BFH: Gewerbesteuerliche Hinzurechnung von Mieten für Mehrwegbehältnisse im Handel

Eine gewerbesteuerliche Hinzurechnung von Mieten für Mehrwegbehältnisse kommt nicht in Betracht, wenn das Vertragsverhältnis neben der Gebrauchsüberlassung auch umfangreiche Werk-, Dienstleistungs- und Transportvertragselemente enthält und das Mietvertragselement dem gesamtvertraglichen Leistungsbündel nicht das Gepräge gibt. Hingegen unterliegen Entgelte für die reine Gebrauchsüberlassung von Mehrwegbehältnissen im Handel der gewerbesteuerlichen Hinzurechnung nach § 8 Nr. 1 Buchst. d GewStG, wenn im Rahmen einer dauerhaften Geschäftsbeziehung wiederholt ein bestimmter Steigentyp (Mehrwegbehältnis) angemietet wird (Annahme von sog. fiktivem Anlagevermögen). 

Sachverhalt

Die Klägerin, eine GmbH, vertreibt und vermarktet Obst- und Gemüseprodukte einer landwirtschaftlichen Erzeugerorganisation und nutzt für die Lieferung der Produkte Gemüsekisten (sog. Mehrwegsteigen), die u.a. von den Firmen H und L zur Verfügung gestellt wurden.

Das Mietsystem der Firma H sah eine „Bewegungsvermietung“ vor, wobei unter einer Bewegung der Zyklus von der Lieferung durch H, der Befüllung, der Vermarktung und dem Transport von Modellen durch die GmbH oder Dritte bis zur leeren Rückgabe an H durch den Endbenutzer verstanden wird. H erbrachte im Rahmen des Vertrags, der als „Voll-Logistik-Konzept“ überschrieben ist, auch sog.
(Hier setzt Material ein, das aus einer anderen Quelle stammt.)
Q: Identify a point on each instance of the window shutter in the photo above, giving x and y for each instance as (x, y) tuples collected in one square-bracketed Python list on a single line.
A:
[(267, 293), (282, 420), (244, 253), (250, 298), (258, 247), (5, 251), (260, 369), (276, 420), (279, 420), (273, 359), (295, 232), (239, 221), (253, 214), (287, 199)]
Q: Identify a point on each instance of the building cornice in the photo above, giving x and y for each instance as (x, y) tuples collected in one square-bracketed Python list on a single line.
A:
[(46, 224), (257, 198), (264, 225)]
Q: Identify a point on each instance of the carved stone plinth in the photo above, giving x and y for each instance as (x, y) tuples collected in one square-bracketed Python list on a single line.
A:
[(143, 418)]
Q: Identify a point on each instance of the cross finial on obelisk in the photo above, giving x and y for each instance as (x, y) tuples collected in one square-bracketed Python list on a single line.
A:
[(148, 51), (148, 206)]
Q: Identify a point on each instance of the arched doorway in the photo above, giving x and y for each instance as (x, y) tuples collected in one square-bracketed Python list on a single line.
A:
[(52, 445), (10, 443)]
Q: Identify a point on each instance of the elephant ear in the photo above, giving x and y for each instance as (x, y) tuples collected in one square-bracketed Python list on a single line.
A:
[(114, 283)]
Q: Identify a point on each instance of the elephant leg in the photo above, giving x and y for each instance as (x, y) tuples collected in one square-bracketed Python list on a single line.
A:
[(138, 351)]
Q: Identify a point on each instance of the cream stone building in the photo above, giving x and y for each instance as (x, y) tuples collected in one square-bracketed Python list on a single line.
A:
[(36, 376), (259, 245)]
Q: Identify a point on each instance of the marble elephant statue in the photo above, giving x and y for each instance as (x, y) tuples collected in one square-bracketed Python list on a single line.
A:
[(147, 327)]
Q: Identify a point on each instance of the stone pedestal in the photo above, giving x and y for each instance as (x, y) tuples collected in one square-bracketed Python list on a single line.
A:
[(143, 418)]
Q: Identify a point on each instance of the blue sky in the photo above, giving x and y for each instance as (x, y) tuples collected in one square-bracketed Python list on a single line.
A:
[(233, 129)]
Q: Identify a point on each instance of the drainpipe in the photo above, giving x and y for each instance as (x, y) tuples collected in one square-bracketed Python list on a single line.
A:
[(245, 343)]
Systemleistungen, die u.a. den Transport und die Rücklogistik der Steigen umfassen.

Außerdem nutzte die Klägerin auch Mehrwegsteigen der Firma L. Ein schriftlicher Vertrag hierüber existierte nicht, die L stellte die Steigen ab ihren Warenlagern in befüllfähigem Zustand zur Verfügung und berechnete eine Nutzungsgebühr pro Mehrwegsteige.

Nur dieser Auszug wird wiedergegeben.